Abstract

Legitimisation and Proximisation Values in the Discourse of Historic Change This methodological-critical paper belongs to the field of pragmaticcognitive discourse analysis. It develops Cap's STA model of legitimisation (2005, 2006, 2008) and investigates various mechanisms legitimising the speaker's actions (or actions for which he bears responsibility) in political discourse of historic change. Proximisation as the salient feature of the model adds significantly to effectiveness of the speaker's continual attempt to convince the addressee of the rightness of political steps taken.

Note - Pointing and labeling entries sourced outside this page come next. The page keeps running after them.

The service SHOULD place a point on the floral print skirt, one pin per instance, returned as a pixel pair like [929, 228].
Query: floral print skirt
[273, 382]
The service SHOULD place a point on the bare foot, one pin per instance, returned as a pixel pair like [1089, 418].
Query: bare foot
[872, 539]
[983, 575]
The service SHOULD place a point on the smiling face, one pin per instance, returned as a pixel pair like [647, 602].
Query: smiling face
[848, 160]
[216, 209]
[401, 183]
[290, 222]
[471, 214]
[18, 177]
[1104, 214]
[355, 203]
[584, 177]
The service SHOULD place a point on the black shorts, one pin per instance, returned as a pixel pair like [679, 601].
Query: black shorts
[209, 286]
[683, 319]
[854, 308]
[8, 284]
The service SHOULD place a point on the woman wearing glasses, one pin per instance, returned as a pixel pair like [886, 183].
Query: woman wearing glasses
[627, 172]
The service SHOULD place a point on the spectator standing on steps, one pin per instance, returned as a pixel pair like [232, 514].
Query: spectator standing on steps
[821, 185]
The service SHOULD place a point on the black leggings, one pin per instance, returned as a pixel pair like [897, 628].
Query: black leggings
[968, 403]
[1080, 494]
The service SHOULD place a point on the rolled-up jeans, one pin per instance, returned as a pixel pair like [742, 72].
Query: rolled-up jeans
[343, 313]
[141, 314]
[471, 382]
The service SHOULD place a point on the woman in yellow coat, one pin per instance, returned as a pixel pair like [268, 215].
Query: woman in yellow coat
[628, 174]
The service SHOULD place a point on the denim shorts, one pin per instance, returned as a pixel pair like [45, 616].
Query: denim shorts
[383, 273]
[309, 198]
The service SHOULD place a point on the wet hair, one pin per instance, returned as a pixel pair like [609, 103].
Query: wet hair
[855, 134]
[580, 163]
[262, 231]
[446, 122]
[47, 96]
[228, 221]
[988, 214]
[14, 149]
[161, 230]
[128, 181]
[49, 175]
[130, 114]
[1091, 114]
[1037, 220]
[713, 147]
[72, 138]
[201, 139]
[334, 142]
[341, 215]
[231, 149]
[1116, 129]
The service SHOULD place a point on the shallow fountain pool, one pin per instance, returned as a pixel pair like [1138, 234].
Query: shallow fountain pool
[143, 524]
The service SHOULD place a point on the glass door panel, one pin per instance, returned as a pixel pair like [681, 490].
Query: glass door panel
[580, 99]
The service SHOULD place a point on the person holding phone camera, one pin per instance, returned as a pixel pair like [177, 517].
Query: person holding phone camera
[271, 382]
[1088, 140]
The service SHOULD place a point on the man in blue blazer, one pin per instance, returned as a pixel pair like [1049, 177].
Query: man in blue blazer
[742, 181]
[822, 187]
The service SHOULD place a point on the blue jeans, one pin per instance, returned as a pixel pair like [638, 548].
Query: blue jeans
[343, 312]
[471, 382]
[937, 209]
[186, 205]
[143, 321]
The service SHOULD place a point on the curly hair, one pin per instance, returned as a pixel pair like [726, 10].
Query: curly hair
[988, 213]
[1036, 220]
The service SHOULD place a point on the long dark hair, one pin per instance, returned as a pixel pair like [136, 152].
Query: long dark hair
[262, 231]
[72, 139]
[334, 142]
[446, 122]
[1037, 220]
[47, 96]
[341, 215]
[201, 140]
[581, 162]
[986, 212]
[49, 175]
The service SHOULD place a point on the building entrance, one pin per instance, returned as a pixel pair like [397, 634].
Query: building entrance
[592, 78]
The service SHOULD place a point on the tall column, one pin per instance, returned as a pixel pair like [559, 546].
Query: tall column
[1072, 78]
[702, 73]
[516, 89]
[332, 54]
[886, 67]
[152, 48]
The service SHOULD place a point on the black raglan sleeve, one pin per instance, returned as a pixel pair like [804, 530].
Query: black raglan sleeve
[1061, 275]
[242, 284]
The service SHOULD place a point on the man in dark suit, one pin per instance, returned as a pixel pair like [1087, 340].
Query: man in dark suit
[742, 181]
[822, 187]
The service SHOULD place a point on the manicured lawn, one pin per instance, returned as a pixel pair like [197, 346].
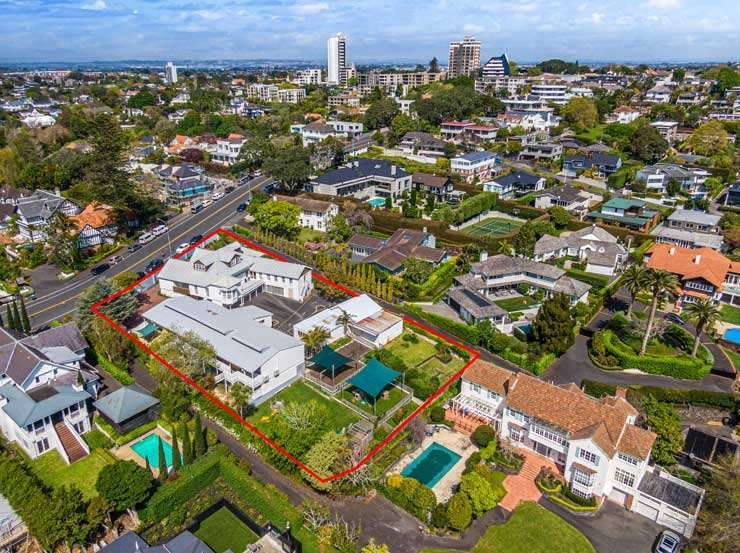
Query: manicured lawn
[52, 469]
[518, 303]
[531, 529]
[730, 314]
[223, 531]
[301, 392]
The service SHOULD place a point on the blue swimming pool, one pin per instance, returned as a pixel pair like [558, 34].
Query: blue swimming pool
[733, 335]
[431, 465]
[148, 449]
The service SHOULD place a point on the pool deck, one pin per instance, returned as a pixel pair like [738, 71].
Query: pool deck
[452, 440]
[126, 452]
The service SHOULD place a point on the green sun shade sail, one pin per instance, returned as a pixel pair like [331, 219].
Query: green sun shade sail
[373, 378]
[328, 359]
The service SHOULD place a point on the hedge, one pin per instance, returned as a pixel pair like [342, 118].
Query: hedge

It is a powerful and coercive tool "alerting the addressee [to] the proximity or imminence of phenomena which can be a ‘threat’ to the addressee" located in the deictic centre of a given event (Cap 2006:4) or a chain of events. The STA model accounts for the application of a three-dimensional pattern of the phenomenon in question, i.e. spatial, temporal, and axiological proximisation. However, the division does not exhaust the notion's potential, since properties of the dimensions mentioned enable us to classify them according to an extended taxonomic system in which they possess positive, negative, and neutral values (cf. Wieczorek 2008). Thus, the aim of this paper is to (a) analyse the interplay between a number of legitimisation strategies, (b) present the positive/negative/neutral classification of proximisation, and (c) comment on the nature of the interaction between and potency of the three dimensions and values. These can coexist within the body of one text, as well as within the body of one paragraph and their complementary character strengthens the overall goal of legitimisation providing various stimuli for the addressee to accept the speaker's stance, his decisions and actions, to comply with them, and to undertake actions intended by the speaker.